In Österreich ist Angelika Niedetzky eine der wenigen Frauen, die sowohl auf der Kabarettbühne als auch als Komikerin im Fernsehen reüssiert. Gemeinsam mit Ramesh Nair ist sie im ORF im Sketch-Format "Kalahari Gemsen" zu sehen, von 2004 bis 2007 war sie mit der versteckten Kamera für "Echt fett" unterwegs. Ihren ersten Kabarettpreis gewann sie mit der Gruppe Bakschisch noch während der Schauspielausbildung. Auch wenn ihre Soloprogramme erfolgreich laufen – Niedetzky möchte sich nicht nur auf das Kabarett konzentrieren. "Ich bin sehr froh, dass ich auch andere Sachen mache, nicht nur aus finanziellen Gründen, sondern auch, um künstlerisch Abwechslung zu haben", sagt die gebürtige Linzerin.

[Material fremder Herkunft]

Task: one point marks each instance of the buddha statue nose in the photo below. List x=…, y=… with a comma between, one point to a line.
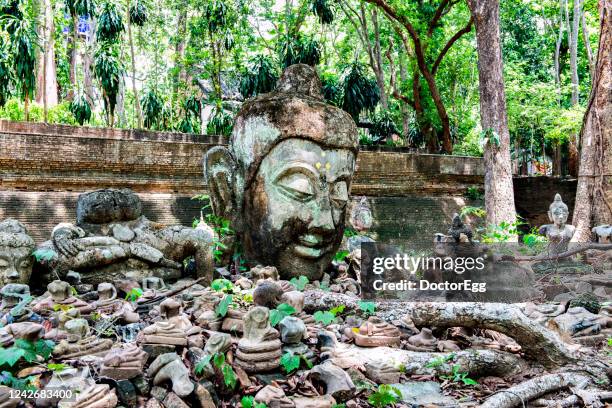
x=322, y=220
x=12, y=273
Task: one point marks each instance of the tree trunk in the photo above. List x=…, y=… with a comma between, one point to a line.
x=179, y=51
x=133, y=57
x=574, y=51
x=587, y=46
x=88, y=82
x=419, y=50
x=562, y=8
x=47, y=75
x=404, y=106
x=499, y=195
x=556, y=159
x=594, y=194
x=73, y=59
x=378, y=68
x=573, y=48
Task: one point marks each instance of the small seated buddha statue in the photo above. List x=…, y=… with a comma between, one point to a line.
x=260, y=348
x=94, y=396
x=108, y=305
x=61, y=298
x=293, y=331
x=61, y=317
x=80, y=342
x=375, y=332
x=14, y=294
x=295, y=299
x=124, y=363
x=24, y=330
x=559, y=235
x=171, y=311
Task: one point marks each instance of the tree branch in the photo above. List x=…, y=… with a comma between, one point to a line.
x=582, y=248
x=437, y=16
x=450, y=43
x=393, y=79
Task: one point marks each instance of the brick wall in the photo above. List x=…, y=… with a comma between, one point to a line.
x=43, y=169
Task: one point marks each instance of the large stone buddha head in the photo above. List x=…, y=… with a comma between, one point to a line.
x=16, y=247
x=284, y=179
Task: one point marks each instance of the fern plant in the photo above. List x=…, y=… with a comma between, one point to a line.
x=108, y=70
x=81, y=109
x=332, y=91
x=110, y=24
x=302, y=50
x=152, y=109
x=323, y=10
x=25, y=41
x=80, y=7
x=5, y=75
x=383, y=126
x=260, y=77
x=220, y=123
x=360, y=92
x=138, y=14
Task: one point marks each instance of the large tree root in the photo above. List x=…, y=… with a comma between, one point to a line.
x=522, y=393
x=538, y=342
x=476, y=363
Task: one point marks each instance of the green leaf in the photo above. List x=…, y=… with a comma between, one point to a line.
x=385, y=396
x=286, y=308
x=290, y=362
x=222, y=285
x=248, y=402
x=469, y=381
x=219, y=360
x=56, y=367
x=337, y=310
x=324, y=317
x=44, y=348
x=299, y=283
x=202, y=364
x=11, y=355
x=221, y=309
x=134, y=294
x=229, y=376
x=340, y=256
x=367, y=307
x=44, y=255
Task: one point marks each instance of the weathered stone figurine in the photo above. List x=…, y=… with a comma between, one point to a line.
x=16, y=248
x=559, y=235
x=285, y=178
x=113, y=240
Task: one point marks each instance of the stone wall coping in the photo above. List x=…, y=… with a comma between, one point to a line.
x=464, y=165
x=88, y=132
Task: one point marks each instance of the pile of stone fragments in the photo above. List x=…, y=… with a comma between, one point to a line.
x=187, y=345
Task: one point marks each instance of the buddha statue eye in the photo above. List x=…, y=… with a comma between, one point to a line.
x=339, y=194
x=297, y=186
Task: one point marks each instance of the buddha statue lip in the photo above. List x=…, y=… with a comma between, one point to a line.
x=284, y=180
x=312, y=246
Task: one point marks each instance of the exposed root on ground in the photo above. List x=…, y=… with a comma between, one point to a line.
x=538, y=342
x=519, y=395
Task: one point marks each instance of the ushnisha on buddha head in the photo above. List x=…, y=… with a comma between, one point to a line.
x=284, y=179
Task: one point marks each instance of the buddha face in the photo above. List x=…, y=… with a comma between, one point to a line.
x=295, y=207
x=15, y=265
x=59, y=290
x=558, y=215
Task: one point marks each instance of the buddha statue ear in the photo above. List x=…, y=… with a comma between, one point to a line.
x=219, y=173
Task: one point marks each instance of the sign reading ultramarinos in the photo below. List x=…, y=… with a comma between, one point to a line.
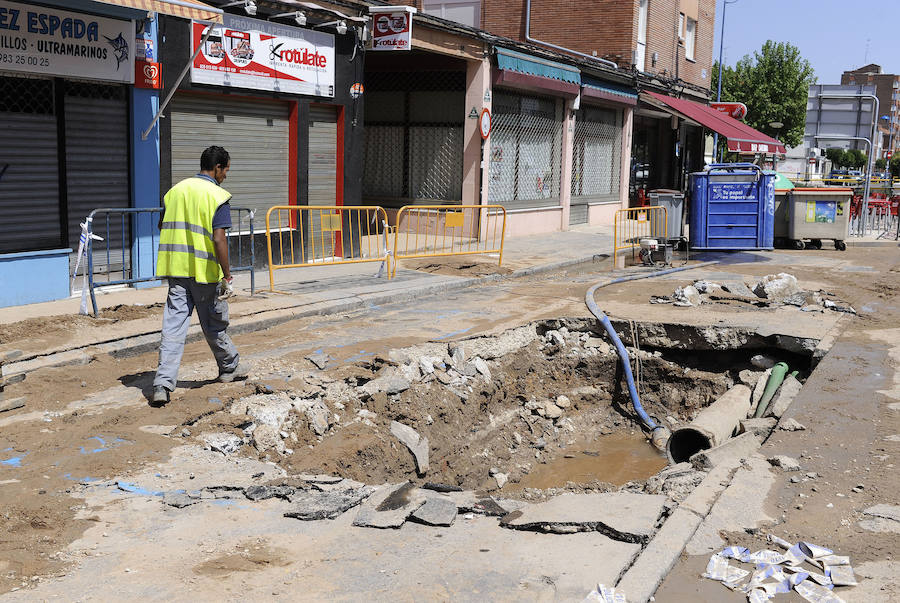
x=50, y=41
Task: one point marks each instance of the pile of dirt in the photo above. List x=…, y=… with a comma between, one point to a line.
x=46, y=329
x=554, y=389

Den "Mut zur Hässlichkeit", den Niedetzky selbst beweist, identifiziert sie trotz eines allmählichen Aufbruchs als Hemmnis für Frauen in der Branche. "Männer dürfen immer hässlich sein, dann haben sie halt Charakter. Aber bei Frauen, glaube ich, braucht es noch zwei Generationen, bis sich die Fortschritte wirklich durchgesetzt haben. Die Rolle der Frau ist in Österreich noch immer eine traditionelle, eine konservative", sagt Niedetzky. Interessante Rollen im Theater und im Film vermisst die ausgebildete Schauspielerin nach wie vor, aktuell arbeitet sie mit einer Kollegin am Drehbuch für eine Komödie, in der die Hauptrollen mit Frauen besetzt sind.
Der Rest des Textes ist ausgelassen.